Procedural Textures with Hash Functions and Hash Playground I'm the sort of person who gets very excited when simple rules create complex behaviour. The other day, I needed a simple hash function that maps $(x, y)$ coordinates to a colour, and found a straightforward equation that ended up being astoundingly rich. Hence this post; to talk about and play with this function. TL;DR: The boolean predicate $(c_x \, x + c_y \, y + c_{xy} \, x \, y + c_{x^2} \, x^2 + c_{y^2} \, y^2)$ $\mathrm{mod} \, m < \tau \, m$, is richly varied and beautiful. For example, varying $c_{xy}$ with the other parameters fixed: For the rest of this post, we'll try to unpick the function. If you'd prefer to play with it yourself, check out the hash playground. The idea I was trying to make a game that obeyed a 2-bit colour palette. With a strict interpretation of the rules, this means no interpolation or antialiasing — the pixels onscreen should only be one of 4 colours. So I needed textures that could align perfectly to the screen. The not-at-all novel solution: Hash the (x, y) screen-space pixel coordinate, and use it to choose a colour.
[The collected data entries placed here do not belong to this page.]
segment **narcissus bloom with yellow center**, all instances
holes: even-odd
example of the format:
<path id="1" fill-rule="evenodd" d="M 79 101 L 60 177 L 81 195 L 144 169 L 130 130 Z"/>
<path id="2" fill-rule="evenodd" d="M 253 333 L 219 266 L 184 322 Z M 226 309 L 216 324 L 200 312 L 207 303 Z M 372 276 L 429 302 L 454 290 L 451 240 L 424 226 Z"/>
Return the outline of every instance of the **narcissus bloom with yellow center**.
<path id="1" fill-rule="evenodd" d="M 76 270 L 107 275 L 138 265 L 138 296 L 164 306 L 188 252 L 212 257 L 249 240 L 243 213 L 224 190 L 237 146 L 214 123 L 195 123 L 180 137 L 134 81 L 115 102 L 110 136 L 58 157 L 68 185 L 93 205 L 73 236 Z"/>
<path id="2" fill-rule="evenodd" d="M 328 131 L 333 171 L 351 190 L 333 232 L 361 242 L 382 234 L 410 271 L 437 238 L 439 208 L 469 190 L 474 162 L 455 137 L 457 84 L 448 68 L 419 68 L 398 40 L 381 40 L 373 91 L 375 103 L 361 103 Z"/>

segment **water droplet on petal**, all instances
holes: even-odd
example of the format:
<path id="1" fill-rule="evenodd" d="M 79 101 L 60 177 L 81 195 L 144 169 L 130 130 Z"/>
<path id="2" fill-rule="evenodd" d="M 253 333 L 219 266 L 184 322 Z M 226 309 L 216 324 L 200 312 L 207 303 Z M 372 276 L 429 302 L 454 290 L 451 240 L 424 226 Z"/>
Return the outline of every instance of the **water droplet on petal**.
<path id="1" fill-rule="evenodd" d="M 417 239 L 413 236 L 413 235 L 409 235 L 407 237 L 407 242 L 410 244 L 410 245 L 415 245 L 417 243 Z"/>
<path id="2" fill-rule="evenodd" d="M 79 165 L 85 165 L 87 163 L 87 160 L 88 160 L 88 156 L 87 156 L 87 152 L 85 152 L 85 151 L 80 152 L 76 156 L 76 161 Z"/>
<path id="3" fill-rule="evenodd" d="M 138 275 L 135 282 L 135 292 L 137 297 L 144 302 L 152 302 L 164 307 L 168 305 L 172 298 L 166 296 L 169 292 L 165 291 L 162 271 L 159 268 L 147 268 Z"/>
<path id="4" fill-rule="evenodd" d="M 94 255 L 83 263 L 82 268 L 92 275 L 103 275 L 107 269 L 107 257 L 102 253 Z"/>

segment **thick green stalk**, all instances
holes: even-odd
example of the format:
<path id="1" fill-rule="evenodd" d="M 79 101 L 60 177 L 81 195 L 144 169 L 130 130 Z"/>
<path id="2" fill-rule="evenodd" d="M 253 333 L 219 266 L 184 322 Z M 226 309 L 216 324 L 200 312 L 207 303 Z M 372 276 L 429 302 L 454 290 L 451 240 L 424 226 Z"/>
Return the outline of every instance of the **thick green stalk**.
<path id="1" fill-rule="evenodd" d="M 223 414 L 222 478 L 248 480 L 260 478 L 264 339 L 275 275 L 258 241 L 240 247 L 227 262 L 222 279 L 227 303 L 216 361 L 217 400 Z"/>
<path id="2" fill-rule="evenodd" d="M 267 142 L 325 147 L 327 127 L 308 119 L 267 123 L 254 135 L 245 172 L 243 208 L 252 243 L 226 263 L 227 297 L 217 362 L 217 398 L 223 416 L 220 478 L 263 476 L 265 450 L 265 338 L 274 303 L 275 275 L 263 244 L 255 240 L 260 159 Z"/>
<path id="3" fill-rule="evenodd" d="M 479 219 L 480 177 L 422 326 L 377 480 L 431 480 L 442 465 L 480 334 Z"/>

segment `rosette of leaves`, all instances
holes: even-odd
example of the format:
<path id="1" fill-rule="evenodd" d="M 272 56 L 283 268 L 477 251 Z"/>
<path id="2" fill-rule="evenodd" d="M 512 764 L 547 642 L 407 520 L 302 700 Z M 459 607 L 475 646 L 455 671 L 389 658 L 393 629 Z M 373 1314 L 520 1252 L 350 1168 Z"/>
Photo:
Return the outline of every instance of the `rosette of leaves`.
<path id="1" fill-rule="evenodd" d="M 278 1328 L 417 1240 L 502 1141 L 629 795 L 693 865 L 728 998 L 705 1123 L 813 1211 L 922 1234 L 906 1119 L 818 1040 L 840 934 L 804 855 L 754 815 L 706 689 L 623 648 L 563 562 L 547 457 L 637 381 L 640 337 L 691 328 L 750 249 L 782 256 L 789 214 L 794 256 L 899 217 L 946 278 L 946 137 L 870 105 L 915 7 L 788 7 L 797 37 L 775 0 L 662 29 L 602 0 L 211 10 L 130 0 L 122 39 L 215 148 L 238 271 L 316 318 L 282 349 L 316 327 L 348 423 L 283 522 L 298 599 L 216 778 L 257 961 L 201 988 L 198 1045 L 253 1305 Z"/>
It turns out that this works fine, as long as the camera and viewports are fixed, and this very simple hash function is remarkably varied and interesting: $$(c_x \, x + c_y \, y + c_{xy} \, x \, y + c_{x^2} \, x^2 + c_{y^2} \, y^2) \,\mathrm{mod} \, m < \tau \, m$$ In Python, for example: c_x, c_y, c_xy, c_xx, c_yy = 1, 1, 0, 1, 1 m, t, w, h = 64, 0.5, 128, 128 x = np.arange(w)[:, None] y = np.arange(h)[None, :] h = (c_x*x + c_y*y + c_xy*x*y + c_xx*x**2 + c_yy*y**2) % m < t*m display(PIL.Image.fromarray(h)) A little understanding Let's try to build up the maths to understand some of the structure behind these patterns. We'll call the expression between $()$ the body. Note that everything in this section uses a canvas width of $128$, divisor $m\!=\!64$ and threshold $\tau\!=\!0.5$. What if our body is just $(x)$? The hash won't depend on $y$ and should be $\...